Clara Wasserman: There are so many more educated and more specialized researchers that are prioritizing that discussion. For us, it's more about really listening to your body and really listening to your mental health and what you feel when you are engaging on these platforms. A reason why we're not anti-social media, not anti-technology is because we recognize that you being online does not have the same impact on you as in you doing research for a project versus you scrolling on TikTok for hours and hours on end. So it's all about really distinguishing: Are you intentionally using the technology and the tools that you have to really do something new, do something, challenge yourself, learn and grow? Or is it just mindlessly scrolling, consuming content that honestly leaves you more anxious than how you began?

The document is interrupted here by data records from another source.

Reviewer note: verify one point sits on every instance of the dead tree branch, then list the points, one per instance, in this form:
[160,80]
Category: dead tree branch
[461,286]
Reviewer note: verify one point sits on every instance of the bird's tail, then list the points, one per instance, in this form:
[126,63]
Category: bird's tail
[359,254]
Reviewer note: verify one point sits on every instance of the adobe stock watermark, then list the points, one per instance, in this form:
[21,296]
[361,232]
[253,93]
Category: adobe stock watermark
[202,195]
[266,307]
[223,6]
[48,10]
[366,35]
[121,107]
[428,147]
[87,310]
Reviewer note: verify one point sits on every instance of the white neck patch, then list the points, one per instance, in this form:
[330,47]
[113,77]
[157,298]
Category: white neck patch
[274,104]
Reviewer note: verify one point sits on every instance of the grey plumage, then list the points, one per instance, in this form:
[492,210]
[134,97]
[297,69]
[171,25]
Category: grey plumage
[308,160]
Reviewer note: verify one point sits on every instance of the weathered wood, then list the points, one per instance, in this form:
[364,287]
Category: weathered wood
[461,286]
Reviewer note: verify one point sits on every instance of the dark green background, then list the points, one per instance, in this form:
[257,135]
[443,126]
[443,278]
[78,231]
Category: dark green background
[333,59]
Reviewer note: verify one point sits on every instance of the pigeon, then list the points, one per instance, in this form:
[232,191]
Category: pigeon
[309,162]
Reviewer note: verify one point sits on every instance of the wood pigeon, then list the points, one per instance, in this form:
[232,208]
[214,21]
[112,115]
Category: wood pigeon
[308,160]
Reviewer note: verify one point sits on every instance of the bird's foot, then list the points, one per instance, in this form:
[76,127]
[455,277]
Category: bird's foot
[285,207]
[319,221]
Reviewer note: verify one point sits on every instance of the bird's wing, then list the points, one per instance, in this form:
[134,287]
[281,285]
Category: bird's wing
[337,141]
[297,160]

Peter Biello: What drew you to Log Off?
Clara Wasserman: So I actually was living in the Netherlands. I went to high school in the Netherlands, and during that time it was the COVID pandemic and we were all locked in our homes and I started feeling the mental impacts of just being hours and hours on end, with no direction, on social media, TikTok, YouTube, Instagram. And I just felt like it was having a negative impact on my mental health. And ironically, I found Emma —
Peter Biello: Emma is the co-founder and director of Log Off.
Clara Wasserman: Yes, Emma Lembke, yes. — via a YouTube channel called Jubilee. And she was having a discussion with other teens about how social media was impacting her and other people. And she talked about Log Off. And that really inspired me. And I thought, "This girl is so smart, I want to help her in her mission." And that's where I joined Log Off and we kind of remade it, made it something new.

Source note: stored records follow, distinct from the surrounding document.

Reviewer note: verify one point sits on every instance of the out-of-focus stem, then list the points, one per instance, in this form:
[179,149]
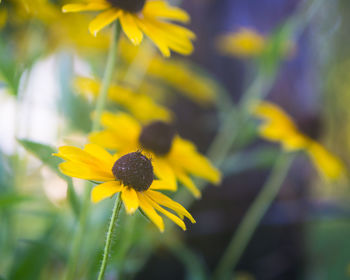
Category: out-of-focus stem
[100,104]
[107,77]
[253,217]
[112,223]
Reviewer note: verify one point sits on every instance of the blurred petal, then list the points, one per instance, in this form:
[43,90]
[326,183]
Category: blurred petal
[104,19]
[162,10]
[186,180]
[84,7]
[150,212]
[130,28]
[327,164]
[162,185]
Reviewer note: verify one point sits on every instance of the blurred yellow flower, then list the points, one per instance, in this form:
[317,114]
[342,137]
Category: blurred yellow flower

Peter Biello: So how do you know the Log Off Movement is working?
Clara Wasserman: Right now we're in the process of growing. In the next couple of months, we're really gearing up and really pushing out our campaign as well as starting chapters in multiple universities. And that's really going to be our main way of gauging "Are we making an impact?" Already we have a chapter in Singapore, I believe, and it has evolved in a way that we never imagined it would evolve. We kind of always thought it would be more — not a TED Talk chapter where students kind of, not preach to other students like, "Hey, get off your phones," but more of a — more of a student-to-student support system. But it has evolved into ways where now there's ping pong tables ... in an international school in Singapore. And instead of kids being online while on their breaks, they're playing ping pong together. And that was all started by a girl with an initiative to really bring the Log Off mission to her school.